Brookes describes how the system can produce period end reports that can really “drill down” into the data. “At Blackpool Transport there was one department where the production of a KPI report was a particularly time-consuming business,” reveals Brookes. “Now, using our systems, it takes no time at all and it means that staff are freed up for more important tasks.”

Meanwhile, by using a combined and unified solution, any incident entered into the system can initialise a chain of events that can allow a variety of internal departments access to information and generate a list of actions to solve issues. For example, a vehicle issue encountered by driving staff can be logged in the system. This then prompts an alert to the engineering team that a bus may have a problem, allowing the engineering team to react accordingly. This may be by attending the vehicle in question out on the road, ordering replacement parts or organising a work flow for when the vehicle returns to the depot at the end of the working day.

In a similar manner, the system can also proactively manage responses to accidents, thereby mitigating potentially costly insurance claims. For example, if a bus and a car are involved in a collision, the EPM software modules talk to one another, generating another list of actions, such as arranging a courtesy car for the third party and arranging for their vehicle to be repaired, reducing the cost of a claim significantly.

Customer service has also been improved by not only giving the customer experience team the most up-to-date information they can possibly have, but by using the system to manage customer contact and any comments. It not only logs complaints and commendations, but also assists in allowing follow-up investigation by the management team. Meanwhile, all lost property can be logged, creating a single process that keeps track of the item from when it is found to when it is reunited.

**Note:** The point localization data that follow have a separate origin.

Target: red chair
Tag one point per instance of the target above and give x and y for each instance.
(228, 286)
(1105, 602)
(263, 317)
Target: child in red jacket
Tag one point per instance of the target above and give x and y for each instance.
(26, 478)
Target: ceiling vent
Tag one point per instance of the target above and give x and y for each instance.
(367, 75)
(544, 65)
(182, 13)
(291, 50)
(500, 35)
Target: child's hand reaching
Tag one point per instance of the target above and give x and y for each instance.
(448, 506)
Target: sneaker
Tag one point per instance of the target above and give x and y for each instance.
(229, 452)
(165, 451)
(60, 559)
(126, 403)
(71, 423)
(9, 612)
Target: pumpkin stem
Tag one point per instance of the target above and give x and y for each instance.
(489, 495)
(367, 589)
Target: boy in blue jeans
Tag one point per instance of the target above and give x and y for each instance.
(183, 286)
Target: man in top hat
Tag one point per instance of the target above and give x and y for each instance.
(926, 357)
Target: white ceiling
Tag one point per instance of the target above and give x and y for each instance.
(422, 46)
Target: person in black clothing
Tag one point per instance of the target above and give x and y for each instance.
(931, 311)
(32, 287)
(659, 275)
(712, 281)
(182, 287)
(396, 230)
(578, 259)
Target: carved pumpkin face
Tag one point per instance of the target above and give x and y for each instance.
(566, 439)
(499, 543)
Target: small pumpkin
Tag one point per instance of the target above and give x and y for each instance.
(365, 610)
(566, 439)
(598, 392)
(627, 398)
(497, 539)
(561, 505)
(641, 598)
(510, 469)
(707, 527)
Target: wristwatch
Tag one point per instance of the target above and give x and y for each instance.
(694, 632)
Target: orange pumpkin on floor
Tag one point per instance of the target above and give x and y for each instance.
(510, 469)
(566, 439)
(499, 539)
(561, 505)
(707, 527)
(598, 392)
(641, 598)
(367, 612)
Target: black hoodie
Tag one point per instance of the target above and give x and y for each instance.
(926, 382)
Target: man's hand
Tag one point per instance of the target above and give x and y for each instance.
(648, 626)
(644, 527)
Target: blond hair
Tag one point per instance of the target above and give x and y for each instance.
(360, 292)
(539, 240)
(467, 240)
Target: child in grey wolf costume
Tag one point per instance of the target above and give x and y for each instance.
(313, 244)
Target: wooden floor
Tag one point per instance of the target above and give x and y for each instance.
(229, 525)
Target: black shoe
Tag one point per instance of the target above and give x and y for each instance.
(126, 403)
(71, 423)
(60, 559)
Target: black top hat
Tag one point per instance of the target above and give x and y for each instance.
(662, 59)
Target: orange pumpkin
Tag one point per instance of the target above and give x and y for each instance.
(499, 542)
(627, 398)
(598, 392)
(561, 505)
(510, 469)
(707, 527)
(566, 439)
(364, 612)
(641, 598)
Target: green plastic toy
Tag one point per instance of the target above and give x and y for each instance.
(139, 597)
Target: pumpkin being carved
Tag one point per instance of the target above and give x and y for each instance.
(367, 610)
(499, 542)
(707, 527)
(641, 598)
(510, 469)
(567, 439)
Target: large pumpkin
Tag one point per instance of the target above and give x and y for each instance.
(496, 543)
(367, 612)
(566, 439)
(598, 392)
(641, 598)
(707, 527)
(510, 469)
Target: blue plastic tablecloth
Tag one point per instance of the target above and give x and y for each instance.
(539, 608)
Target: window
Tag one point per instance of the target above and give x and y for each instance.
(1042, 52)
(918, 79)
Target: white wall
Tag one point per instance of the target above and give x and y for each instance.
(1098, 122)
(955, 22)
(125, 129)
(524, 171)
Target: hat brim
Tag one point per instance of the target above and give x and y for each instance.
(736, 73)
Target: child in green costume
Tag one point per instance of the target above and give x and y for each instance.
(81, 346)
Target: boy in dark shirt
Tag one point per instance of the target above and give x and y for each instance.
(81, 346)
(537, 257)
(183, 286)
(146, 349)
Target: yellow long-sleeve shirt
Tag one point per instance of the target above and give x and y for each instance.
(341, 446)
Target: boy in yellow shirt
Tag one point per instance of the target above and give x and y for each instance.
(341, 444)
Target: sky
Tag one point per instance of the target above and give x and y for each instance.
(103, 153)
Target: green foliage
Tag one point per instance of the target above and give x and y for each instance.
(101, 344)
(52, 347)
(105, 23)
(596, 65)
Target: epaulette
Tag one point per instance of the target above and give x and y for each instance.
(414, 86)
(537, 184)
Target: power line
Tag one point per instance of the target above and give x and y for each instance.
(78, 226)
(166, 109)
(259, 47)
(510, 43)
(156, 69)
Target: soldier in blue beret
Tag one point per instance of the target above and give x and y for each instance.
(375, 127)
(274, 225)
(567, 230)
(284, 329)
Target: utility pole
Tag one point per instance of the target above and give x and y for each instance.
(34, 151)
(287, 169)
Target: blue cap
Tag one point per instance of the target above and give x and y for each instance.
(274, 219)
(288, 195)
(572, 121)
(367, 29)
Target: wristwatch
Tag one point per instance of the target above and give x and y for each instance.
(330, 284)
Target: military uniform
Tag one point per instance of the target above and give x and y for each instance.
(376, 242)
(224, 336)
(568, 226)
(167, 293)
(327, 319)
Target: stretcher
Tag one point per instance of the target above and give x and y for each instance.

Transforming Blackpool Transport for the future
Blackpool Transport is also moving ahead with plans to incorporate an HR system within the EPM solution. This will not only allow staff records to be kept as a central and accessible resource, dispensing with the need for a single cumbersome paper-based handling system, but also allow follow up actions that use other parts of the system. As Brookes notes, it will bring everything together. “They were looking at a standalone HR system,” he says. “Our system integrates everything and that’s a big advantage over a separate HR system – so why pay for something else?”

But other systems can be accommodated. Lonsdale says that a key strength of EPM’s systems is that they can be tailored to take on data from other systems developed by third party companies. As he notes, if Blackpool Transport introduces a new software system, EPM are keen to get hold of a data feed that will allow the data produced by that system to feed into OPM.
“A good example of that is the app that we’re currently developing for our customers,” Lonsdale notes. “The data from that app will feed directly into the system. Another example is payment details, be it from the ticket machines out on the road to the ticket sales made by PayPoint retailers. All of this data feeds into the EPM system and allows quick and efficient access to it. It’s such a brilliant tool.”

Mandy Davies, Blackpool Transport’s Head of Operations, adds that the technology is transforming the business. “We were very compartmentalised before with everyone running their own spreadsheets and means of capturing data,” she says. “If you wanted to find something out it meant going to each department and manipulating their spreadsheets. Now we have access to the data instantly across departments and it’s consistent. That helps us a lot.”

Davies describes how she and her team at Blackpool Transport are proactive in using EPM systems to not only monitor day-to-day business operations, but also to inform decision- making. “We are more proactive with the information and I have to admit that it has got rid of a lot of the tedious admin,” she says. “I think at times we were a bit slate and chalk, but these systems have transformed us to being at the cutting edge. It really helps us to keep track of the KPIs we need to know and concentrate on the day-to-day job. That’s just a fantastic tool for us to have.”